My AP English Language and Composition class is characterized by a plurality of first-time honors students, English language learners, and students who traditionally struggle in English and need to feel like they have a real chance at sustained academic success. I make a point of putting the needs of marginalized, underserved, and underrepresented students (and their families) first and only then differentiating for students who need increased rigor or feel more comfortable in academically rarefied environments. I’m seeing this strategy pay off for all my students, and especially my marginalized students—their demonstrated mastery of skills and knowledge is consistent with what I would hope for under reasonably normal conditions.
Condense, Combine, and Cut
Since so much of teaching is done in isolation—now heightened—curriculum reflects an amalgamation of each teacher’s interests and values. Now, however, is the time for a critical eye: teachers should focus on nonnegotiable learning outcomes and test their material, asking themselves if it supports outcomes in a unique, indispensable, and irreplaceable way. If it doesn’t meet that acid test, junk it. That said, be sure to include not just high-value assignments that contain key standards, but also high-interest ones that might be meaningful and resonant with struggling, marginalized, and disadvantaged students.

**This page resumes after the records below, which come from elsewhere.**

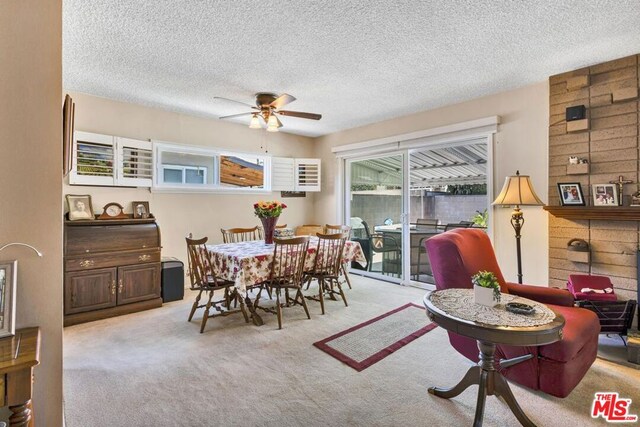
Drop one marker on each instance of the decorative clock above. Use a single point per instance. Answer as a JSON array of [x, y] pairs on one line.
[[113, 210]]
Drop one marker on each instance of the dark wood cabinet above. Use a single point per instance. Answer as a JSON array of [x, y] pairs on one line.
[[112, 267]]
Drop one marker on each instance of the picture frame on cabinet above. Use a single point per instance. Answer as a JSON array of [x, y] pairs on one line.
[[570, 194], [79, 207], [604, 195]]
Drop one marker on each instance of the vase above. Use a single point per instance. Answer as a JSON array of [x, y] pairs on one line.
[[269, 225], [483, 296]]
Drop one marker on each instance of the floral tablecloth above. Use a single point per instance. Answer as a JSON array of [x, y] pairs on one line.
[[249, 263]]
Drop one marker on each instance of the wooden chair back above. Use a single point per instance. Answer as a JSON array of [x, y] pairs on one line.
[[308, 230], [289, 256], [337, 229], [199, 263], [235, 235], [329, 254]]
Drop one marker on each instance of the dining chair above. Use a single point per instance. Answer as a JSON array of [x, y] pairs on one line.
[[235, 235], [204, 280], [340, 229], [287, 272], [327, 267]]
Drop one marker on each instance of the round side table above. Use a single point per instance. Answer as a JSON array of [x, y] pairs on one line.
[[484, 374]]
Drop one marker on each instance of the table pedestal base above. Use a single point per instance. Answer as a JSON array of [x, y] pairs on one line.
[[490, 382]]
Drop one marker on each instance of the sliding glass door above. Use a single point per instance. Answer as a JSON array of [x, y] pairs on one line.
[[395, 202], [375, 193]]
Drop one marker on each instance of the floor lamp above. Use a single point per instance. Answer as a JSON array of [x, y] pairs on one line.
[[517, 191]]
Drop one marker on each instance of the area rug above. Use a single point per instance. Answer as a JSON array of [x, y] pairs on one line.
[[369, 342]]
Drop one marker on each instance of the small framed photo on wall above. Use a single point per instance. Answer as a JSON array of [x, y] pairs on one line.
[[570, 194], [604, 195]]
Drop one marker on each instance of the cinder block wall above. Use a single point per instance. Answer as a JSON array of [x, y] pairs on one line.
[[609, 91]]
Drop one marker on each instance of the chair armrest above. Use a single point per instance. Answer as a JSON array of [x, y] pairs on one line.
[[542, 294]]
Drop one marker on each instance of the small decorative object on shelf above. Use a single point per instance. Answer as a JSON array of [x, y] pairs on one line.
[[486, 289], [268, 212], [113, 210], [620, 183], [604, 195], [570, 194]]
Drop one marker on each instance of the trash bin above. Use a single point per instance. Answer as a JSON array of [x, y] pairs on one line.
[[172, 279]]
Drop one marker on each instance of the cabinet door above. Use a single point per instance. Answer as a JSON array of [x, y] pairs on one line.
[[138, 283], [89, 290]]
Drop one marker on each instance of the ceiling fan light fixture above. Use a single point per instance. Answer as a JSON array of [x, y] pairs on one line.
[[255, 122], [272, 124]]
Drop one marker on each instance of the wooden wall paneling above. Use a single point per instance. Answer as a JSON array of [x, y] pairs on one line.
[[611, 146]]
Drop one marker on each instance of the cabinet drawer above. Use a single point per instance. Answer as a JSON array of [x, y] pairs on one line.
[[88, 239], [111, 260]]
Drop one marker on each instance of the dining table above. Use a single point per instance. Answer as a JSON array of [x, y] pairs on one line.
[[248, 264]]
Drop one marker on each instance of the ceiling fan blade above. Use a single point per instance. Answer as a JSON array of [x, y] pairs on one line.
[[312, 116], [281, 101], [236, 115], [237, 102]]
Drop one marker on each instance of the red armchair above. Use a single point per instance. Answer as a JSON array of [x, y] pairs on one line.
[[556, 368]]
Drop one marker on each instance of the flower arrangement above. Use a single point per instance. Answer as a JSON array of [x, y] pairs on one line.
[[271, 209], [486, 279]]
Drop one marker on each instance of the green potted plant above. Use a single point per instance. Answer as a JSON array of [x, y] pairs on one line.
[[486, 289]]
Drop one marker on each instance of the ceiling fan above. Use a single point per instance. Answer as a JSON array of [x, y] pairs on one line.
[[268, 107]]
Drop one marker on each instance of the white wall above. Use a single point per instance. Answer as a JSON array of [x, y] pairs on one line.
[[521, 144], [31, 177], [199, 213]]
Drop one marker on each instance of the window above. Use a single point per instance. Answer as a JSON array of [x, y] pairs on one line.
[[110, 160], [242, 172], [290, 174], [189, 168]]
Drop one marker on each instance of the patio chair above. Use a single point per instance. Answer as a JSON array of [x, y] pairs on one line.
[[235, 235], [339, 229], [327, 267], [204, 281], [391, 252], [287, 269], [424, 225]]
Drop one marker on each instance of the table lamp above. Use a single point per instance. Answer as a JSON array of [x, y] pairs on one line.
[[517, 191]]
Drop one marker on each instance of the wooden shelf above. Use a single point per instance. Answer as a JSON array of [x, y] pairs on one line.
[[611, 213]]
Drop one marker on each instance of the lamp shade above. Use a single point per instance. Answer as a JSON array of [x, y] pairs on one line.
[[518, 191]]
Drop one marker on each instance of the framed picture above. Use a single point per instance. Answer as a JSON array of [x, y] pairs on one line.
[[79, 207], [570, 194], [140, 209], [605, 195], [8, 275]]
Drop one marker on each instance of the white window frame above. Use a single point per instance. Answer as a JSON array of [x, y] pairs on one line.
[[216, 187], [117, 145]]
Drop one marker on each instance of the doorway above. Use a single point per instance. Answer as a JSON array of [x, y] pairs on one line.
[[396, 201]]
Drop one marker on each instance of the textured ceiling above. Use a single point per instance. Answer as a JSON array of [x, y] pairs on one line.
[[354, 62]]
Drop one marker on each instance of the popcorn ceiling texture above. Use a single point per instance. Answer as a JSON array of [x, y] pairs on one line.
[[354, 62]]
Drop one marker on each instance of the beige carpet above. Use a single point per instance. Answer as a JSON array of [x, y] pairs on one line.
[[154, 369]]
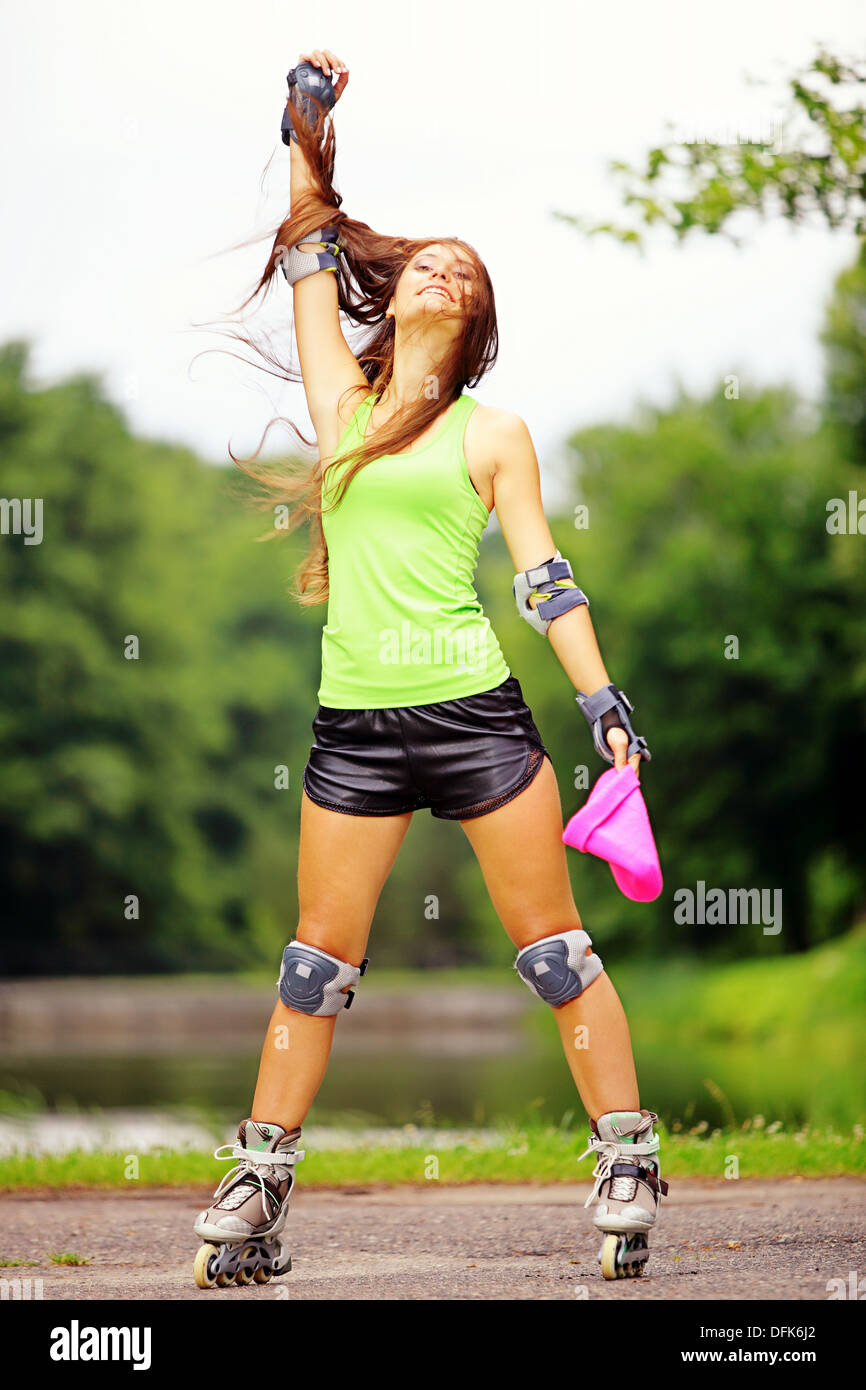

Some of what remains can be folded into existing units, or units with overlap can be combined. For my AP English Language and Composition class, in which College Board’s recent revision suggested nine anchor units, I have converted that template into a framework of nine key writing tasks. Nine units over a course of a semester is daunting; nine writing tasks is manageable. And not only is the content much tighter, but the readings we rely on as high-interest and high-leverage anchor texts represent a wider range of experiences that emphasize our shared community values.
Tighten Assessments
In my own teaching, assessments gradually expand into baggy catch-all tasks for gathering a cross-section of student performance data. While this is useful information that informs my decisions, under current conditions it’s excessive. I try to narrow and focus assessments to test the smallest number of objectives possible.
I’ve found not only that tightening assessments is just more practical right now, but also that doing so benefits students who struggle with school, particularly those who are marginalized in other ways; the objectives are more manageable because the expectations are fewer, clearer, and more important. Rather than assessing (and reassessing) a wide range of skills, I look for insight on student mastery with one or two key objectives.
For example, as we approach fall midterms, I’ve replaced previous exams (a battery of essays, peer review, and reflection) with a pair of detailed outlines—one for rhetorical analysis and another for the research-based writing that College Board calls “synthesis.” Will my students eventually ramp up to the full three-essay battery? Yes, eventually, but not until we’ve mastered the intervening objectives.
By slowly scaling up difficulty, using backward mapping and planning, and—most important—communicating this trajectory to students, we are carefully and consciously headed toward our destination, rather than racing there. This clarity serves marginalized students most significantly, as they not only learn the skills but also can understand how the skills fit into the course’s sequence.
Teaching has been made so much more challenging and taxing during these past few months. The job is now a battle of inches, for all those who work or participate in our communities. Everyone is struggling. If we can center empathy, justice, flexibility, support, trust, and solidarity as core values—as nonnegotiable standards—then we will exit this global crisis ready to begin the process of rebuilding our practice, schools, and communities.